James Trudeau is a Chief Scientist in the Applied Justice Research division of RTI International. Dr. Trudeau oversees RTI’s portfolio of projects under NIJ’s Comprehensive School Safety Initiative and has been principal investigator or senior advisor on CSSI-funded studies of school-based mental health services, interventions to reduce discipline disparities, and bullying and safety on the school bus. He is senior advisor to RTI’s work with the North Carolina Department of Public Instruction to enhance its Center for Safer Schools. He was project director for the national evaluation of the Now Is The Time initiative, one component of which was Project AWARE (Advancing Wellness and Resilience in Education) State Grants. He led the first Safe Schools/Healthy Students (SS/HS) cross-site evaluation (which included 97 grantees and more than 1,200 schools) and reanalysis of data from a subsequent cross-site evaluation. In addition to his research on school safety, Dr. Trudeau leads RTI’s national evaluation of Project Safe Neighborhoods, a major DOJ initiative to reduce violence and gun crime. Throughout his career, Dr. Trudeau has conducted rigorous evaluations of programs addressing the interrelated issues of violence, mental health and substance abuse; of community-, workplace-, and school-based prevention efforts; and of related criminal justice programs.

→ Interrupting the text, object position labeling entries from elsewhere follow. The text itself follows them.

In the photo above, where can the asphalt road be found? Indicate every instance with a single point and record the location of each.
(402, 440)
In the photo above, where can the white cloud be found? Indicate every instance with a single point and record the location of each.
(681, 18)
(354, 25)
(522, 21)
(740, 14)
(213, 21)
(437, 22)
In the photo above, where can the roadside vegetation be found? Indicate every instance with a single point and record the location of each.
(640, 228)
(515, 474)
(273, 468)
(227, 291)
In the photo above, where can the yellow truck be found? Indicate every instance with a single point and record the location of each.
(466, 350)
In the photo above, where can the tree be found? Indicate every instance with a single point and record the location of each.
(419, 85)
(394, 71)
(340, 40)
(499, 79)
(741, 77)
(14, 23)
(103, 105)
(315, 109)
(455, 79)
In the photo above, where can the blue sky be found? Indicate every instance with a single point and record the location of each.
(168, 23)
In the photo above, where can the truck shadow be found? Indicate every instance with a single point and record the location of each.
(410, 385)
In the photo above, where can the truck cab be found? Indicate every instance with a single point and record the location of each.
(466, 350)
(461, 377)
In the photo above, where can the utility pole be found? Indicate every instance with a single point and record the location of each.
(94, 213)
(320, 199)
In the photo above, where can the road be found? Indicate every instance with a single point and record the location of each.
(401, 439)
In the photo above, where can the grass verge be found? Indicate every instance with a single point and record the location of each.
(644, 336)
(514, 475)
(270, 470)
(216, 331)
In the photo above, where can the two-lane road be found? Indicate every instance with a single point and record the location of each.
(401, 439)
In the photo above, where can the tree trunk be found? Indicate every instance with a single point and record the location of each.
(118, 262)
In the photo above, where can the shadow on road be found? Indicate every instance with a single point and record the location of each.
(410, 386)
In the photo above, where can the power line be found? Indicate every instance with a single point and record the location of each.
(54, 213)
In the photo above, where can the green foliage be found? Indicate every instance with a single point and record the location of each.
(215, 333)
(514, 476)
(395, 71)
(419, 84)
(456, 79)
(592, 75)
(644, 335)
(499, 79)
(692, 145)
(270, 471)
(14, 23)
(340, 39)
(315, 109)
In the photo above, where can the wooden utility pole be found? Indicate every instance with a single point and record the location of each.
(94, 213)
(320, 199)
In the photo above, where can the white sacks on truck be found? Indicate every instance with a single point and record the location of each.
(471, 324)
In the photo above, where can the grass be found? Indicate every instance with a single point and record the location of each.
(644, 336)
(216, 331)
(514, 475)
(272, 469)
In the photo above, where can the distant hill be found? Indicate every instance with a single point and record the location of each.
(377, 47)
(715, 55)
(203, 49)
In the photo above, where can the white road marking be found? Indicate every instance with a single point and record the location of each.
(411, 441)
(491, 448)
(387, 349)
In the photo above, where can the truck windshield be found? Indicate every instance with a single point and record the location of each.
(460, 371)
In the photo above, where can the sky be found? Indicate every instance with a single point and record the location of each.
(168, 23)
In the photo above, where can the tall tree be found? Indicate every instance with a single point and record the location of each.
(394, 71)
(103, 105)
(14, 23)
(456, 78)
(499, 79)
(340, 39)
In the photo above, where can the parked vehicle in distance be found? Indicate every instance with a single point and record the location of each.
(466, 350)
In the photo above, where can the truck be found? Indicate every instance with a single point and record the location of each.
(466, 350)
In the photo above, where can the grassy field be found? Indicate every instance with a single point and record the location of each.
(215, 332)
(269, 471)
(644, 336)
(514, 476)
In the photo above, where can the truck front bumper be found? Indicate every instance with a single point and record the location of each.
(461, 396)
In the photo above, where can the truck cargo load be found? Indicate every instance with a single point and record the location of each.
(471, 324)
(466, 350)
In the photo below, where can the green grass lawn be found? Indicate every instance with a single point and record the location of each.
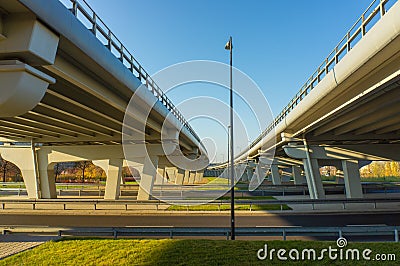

Dr. Jill Haak Bohnenkamp is an Assistant Professor and core faculty at the national Center for School for School Mental Health within the Division of Child and Adolescent Psychiatry at the University of Maryland School of Medicine. Dr. Bohnenkamp has extensive experience in school mental health research, policy and clinical practice at the local, state and national levels. She works with individual school personnel, district, state and national leaders to advance high quality school mental health. Dr. Bohnenkamp builds on multiple years of direct clinical experience as a school mental health clinician in urban, suburban and rural school districts to inform her research and policy work. Her research focuses on behavioral, academic and school safety outcomes of school mental health service provision, mental health training for educators and pediatric primary care providers and ways to increase access to evidence-based mental health services for youth and families.
Dr. Cindy Schaeffer is a clinical psychologist and Associate Professor of Psychiatry at the National Center for School Mental Health within the University of Maryland Baltimore Division of Child and Adolescent Psychiatry. Her research focuses on developing and evaluating interventions for youth involved in the juvenile justice system or at risk of involvement, including school- and family-based approaches. Currently, she is the Principal Investigator on an NIJ Comprehensive Safe Schools Initiative award examining the comparative effectiveness of several models to reduce exclusionary discipline, including restorative justice practices, staff training in student de-escalation techniques, and school resource officer mental health training.